Sarah Everard, 33, went missing after leaving a friend’s house in Clapham, south London, on the night of 3 March. Yesterday a policeman was arrested on suspicion of murder and, in the evening, police announced that officers investigating Everard’s disappearance had found human remains.
These chilling facts hit women hard. Throughout the day on social media, they shared their rage at the brazenness of the violence against Everard. They shared their chosen methods of protecting themselves against attack when out at night alone: clutching keys in their fists, walking fast, crossing the street to avoid strangers, choosing the well-lit route, asking friends to check in if they haven’t called by a certain time after parting. They told of the mundane, ever-present possibility of violence that looms over women’s lives.
They shared their outrage at the pervasive idea that women need to take responsibility for this threat. And they shared their anger, too, at the fact we live in a country where prosecutions for rape are at their lowest level since records began. The Sun reported that police in Clapham, knocking on doors investigating Everard’s disappearance, had warned women “to be careful going out alone”. As if women need reminding to be careful. How about policing the men who might attack them? How about they be the ones to stay at home instead?
The other night, I went for a walk after work to stretch my legs and put some kind of buffer between my day of working at home and my evening of still being there. I stepped out the front door into the darkness, the tension in my body easing when I realised the person coming towards me was a woman, not a man. When I got to a nearby park and followed my instinct to enter, what went through my mind was something like this: “Don’t be stupid, why are you going in here, someone might attack you.”
Before she disappeared on her walk home, Everard had spoken on the phone with her partner. She had done the thing that so many have done to feel safe after dark.
Women grow up with the sense that they need to modify their behaviour out of fear of attack. Abuse at the hands of a stranger is rarer than abuse at the hands of someone you know. Still, we grow up looking over our shoulders after dark.
We know it in our bones, and we know it from stories and statistics. Just this week, there were the following. Exhibit A: a World Health Organisation analysis showing that one in three women, around 736 million, experience physical or sexual violence by an intimate partner or sexual violence by a non-partner in their lifetime. Exhibit B: a poll that found 97 per cent of young women in Britain have been sexually harassed and that 80 per cent of women of all ages have experienced harassment in public spaces. Exhibit C: Everard’s disappearance.
[see also: The shadow pandemic: 243 million women have experienced physical or sexual abuse in the last year]
At what point does a woman first understand that there is a threat? I can’t remember the first time I felt in danger because of my gender. I remember one night when I was aged around 16, waiting for a friend outside a Tube station and being surrounded by a group of men. I was sitting down, on the edge of a wall, and they stood tall around me. I remember feeling both flattered that they were talking to me and scared that I wouldn’t be able to leave.
In her recent book Feminist City, the geographer Leslie Kern recalls how, aged nearly ten, the disappearance of eight-year-old Nicole Morin in Toronto shifted her perception of the dangers adults had warned her about. “I became conscious of being vulnerable,” she writes, “not just because I was a child, but because I was a girl”.

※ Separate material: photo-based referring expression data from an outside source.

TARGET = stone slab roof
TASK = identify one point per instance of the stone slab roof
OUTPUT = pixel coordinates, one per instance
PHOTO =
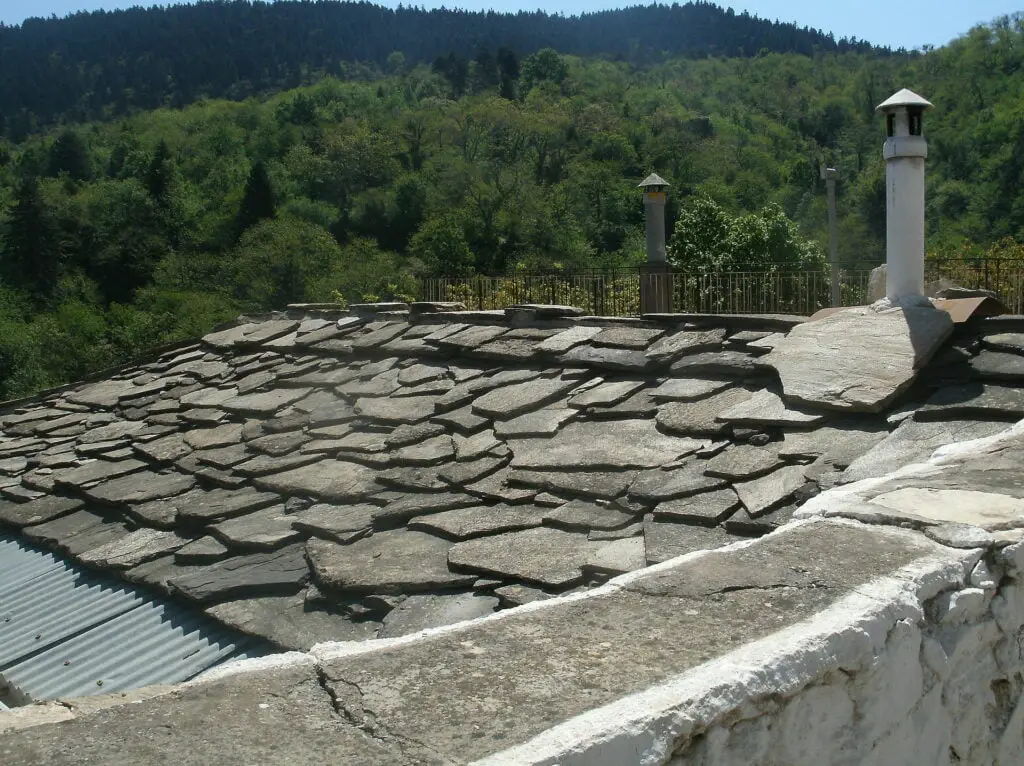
(315, 475)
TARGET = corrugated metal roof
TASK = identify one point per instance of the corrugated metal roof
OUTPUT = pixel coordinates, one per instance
(67, 631)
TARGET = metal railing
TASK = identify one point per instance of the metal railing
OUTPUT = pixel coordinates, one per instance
(616, 292)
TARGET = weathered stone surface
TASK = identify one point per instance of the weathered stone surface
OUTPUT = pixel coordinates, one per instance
(612, 358)
(767, 409)
(431, 452)
(682, 481)
(258, 575)
(858, 358)
(37, 511)
(259, 530)
(461, 474)
(508, 401)
(617, 557)
(96, 470)
(687, 341)
(708, 509)
(627, 337)
(586, 483)
(974, 400)
(727, 364)
(687, 389)
(419, 612)
(133, 549)
(665, 540)
(164, 450)
(201, 506)
(548, 557)
(540, 423)
(584, 515)
(840, 443)
(913, 441)
(203, 551)
(140, 487)
(607, 394)
(589, 445)
(699, 418)
(997, 366)
(396, 561)
(761, 495)
(290, 623)
(567, 339)
(473, 522)
(341, 523)
(333, 480)
(396, 410)
(404, 508)
(742, 462)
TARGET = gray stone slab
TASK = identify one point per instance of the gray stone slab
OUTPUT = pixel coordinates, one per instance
(667, 540)
(419, 612)
(545, 422)
(206, 550)
(399, 511)
(140, 487)
(858, 358)
(913, 441)
(700, 418)
(598, 484)
(761, 495)
(767, 409)
(290, 623)
(399, 410)
(395, 561)
(681, 481)
(333, 480)
(266, 529)
(258, 575)
(990, 365)
(743, 462)
(707, 509)
(544, 556)
(284, 711)
(340, 523)
(687, 389)
(464, 523)
(568, 338)
(627, 337)
(611, 358)
(133, 549)
(593, 445)
(93, 471)
(584, 515)
(687, 341)
(37, 511)
(508, 401)
(616, 557)
(974, 400)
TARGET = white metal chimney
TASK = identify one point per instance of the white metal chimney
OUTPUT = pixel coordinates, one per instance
(904, 150)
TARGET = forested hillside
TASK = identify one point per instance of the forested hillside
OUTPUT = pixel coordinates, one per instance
(117, 236)
(98, 65)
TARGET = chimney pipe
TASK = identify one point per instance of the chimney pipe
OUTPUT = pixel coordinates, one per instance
(904, 151)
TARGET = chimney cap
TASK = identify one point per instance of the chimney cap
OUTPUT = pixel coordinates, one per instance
(653, 180)
(903, 98)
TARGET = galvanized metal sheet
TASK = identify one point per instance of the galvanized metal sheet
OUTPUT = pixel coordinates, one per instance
(67, 631)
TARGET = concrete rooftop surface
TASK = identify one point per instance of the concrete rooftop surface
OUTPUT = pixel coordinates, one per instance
(513, 537)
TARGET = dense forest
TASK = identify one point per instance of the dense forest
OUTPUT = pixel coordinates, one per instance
(118, 235)
(98, 65)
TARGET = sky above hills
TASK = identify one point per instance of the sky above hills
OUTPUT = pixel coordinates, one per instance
(907, 24)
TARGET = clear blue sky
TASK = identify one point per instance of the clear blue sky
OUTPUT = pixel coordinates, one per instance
(897, 23)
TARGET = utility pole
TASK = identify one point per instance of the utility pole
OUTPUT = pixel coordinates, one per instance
(830, 175)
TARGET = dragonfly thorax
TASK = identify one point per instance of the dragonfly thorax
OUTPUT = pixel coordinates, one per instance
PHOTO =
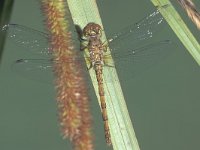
(92, 30)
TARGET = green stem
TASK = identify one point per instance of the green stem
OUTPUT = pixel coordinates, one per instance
(122, 132)
(179, 27)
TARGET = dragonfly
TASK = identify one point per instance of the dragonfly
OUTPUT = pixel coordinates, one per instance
(131, 50)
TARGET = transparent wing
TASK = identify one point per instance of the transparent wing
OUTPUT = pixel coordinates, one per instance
(33, 40)
(136, 33)
(135, 61)
(42, 70)
(35, 69)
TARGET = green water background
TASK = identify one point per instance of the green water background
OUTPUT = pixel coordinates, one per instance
(163, 102)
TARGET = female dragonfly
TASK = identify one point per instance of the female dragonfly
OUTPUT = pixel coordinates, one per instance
(129, 49)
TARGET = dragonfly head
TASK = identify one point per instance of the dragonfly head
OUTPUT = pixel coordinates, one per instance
(92, 30)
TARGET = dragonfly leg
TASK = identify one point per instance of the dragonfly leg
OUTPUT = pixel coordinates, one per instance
(105, 46)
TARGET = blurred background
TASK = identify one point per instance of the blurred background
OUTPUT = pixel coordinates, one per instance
(163, 102)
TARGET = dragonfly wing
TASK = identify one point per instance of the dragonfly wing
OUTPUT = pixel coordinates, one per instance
(137, 33)
(133, 62)
(40, 70)
(34, 40)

Later, in puberty, she writes, “the volume turns up on the message that girls and women are vulnerable due to our gender and that sexual development is going to make that danger real”. For many, “the message comes in like an IV drip, building up in our systems so gradually that once we’ve become aware of it, it’s fully dissolved in the bloodstream”.
My daughter, aged three, is too young to know any of this. She knows enough about coronavirus to want the pandemic to end, but it will be years before she will tense up walking home. I quietly hold the knowledge that this will be part of her future.

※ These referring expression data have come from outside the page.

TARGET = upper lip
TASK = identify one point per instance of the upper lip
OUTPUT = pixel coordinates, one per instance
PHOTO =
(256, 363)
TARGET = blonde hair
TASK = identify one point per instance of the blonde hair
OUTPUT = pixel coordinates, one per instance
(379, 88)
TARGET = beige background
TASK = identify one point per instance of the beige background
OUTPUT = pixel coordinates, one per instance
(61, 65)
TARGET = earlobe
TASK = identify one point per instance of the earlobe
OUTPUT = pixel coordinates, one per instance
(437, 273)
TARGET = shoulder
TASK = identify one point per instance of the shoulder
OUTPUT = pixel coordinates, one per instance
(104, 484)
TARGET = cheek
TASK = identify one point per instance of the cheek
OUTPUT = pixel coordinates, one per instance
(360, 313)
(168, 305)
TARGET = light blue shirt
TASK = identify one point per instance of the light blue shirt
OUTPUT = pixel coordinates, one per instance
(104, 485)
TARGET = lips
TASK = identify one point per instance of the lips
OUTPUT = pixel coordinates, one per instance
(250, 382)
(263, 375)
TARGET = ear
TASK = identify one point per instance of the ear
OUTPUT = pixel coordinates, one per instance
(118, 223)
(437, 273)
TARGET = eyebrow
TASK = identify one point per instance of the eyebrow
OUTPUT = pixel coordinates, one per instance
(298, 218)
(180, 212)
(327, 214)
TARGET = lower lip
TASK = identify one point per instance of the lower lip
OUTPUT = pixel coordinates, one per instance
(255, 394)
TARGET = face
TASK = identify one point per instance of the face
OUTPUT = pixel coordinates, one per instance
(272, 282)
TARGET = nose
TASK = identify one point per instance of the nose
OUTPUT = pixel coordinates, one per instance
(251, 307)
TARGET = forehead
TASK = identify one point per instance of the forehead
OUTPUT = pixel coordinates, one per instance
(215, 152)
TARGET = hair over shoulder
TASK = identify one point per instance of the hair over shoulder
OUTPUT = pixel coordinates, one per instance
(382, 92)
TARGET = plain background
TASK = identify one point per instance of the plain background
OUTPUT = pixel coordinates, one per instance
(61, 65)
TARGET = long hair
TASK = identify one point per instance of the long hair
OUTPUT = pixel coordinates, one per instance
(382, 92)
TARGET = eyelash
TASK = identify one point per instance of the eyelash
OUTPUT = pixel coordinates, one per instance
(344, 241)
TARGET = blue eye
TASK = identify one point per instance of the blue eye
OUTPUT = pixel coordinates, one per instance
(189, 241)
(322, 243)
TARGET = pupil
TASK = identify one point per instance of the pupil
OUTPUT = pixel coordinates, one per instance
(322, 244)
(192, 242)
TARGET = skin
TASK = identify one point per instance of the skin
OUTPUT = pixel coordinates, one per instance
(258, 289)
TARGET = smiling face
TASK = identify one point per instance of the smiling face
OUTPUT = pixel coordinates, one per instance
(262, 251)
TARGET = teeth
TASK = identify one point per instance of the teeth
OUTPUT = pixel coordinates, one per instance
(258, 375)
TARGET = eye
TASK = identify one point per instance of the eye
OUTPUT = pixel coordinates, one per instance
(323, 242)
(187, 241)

At some point I will need to warn her to be careful, just as now I might tell her not to run into the road. I will watch her grow, watch people reacting to her. I will gauge whether now it’s time, whether her vulnerability to violence, just because she is a woman, has already come into play.

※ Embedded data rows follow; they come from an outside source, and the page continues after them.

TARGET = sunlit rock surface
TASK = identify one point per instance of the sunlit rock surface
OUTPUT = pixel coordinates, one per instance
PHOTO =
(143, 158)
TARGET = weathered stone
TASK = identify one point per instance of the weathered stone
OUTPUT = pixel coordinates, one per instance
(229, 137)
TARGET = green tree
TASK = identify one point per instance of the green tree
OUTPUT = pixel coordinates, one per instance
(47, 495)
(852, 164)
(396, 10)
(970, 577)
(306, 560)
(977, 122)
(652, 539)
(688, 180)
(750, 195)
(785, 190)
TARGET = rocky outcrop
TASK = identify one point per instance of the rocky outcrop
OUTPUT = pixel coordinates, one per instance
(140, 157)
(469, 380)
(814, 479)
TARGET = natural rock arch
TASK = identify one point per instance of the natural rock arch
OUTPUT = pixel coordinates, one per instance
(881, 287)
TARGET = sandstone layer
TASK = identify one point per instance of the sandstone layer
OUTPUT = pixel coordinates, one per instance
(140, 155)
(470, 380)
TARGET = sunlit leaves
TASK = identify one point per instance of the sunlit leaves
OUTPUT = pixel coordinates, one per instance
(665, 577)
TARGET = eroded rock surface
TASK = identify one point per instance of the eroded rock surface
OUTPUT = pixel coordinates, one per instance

Maybe, by the time she is grown up, the onus will no longer be on women to protect themselves. Maybe by that point, the male violence that is the clear consequence of misogyny will be effectively policed and prosecuted. By then, public spaces might be designed in a way that empowers women, rather than making them clutch their keys.
But for now, the story of Sarah Everard reminds us of how women learn to live with fear and the threat of violence.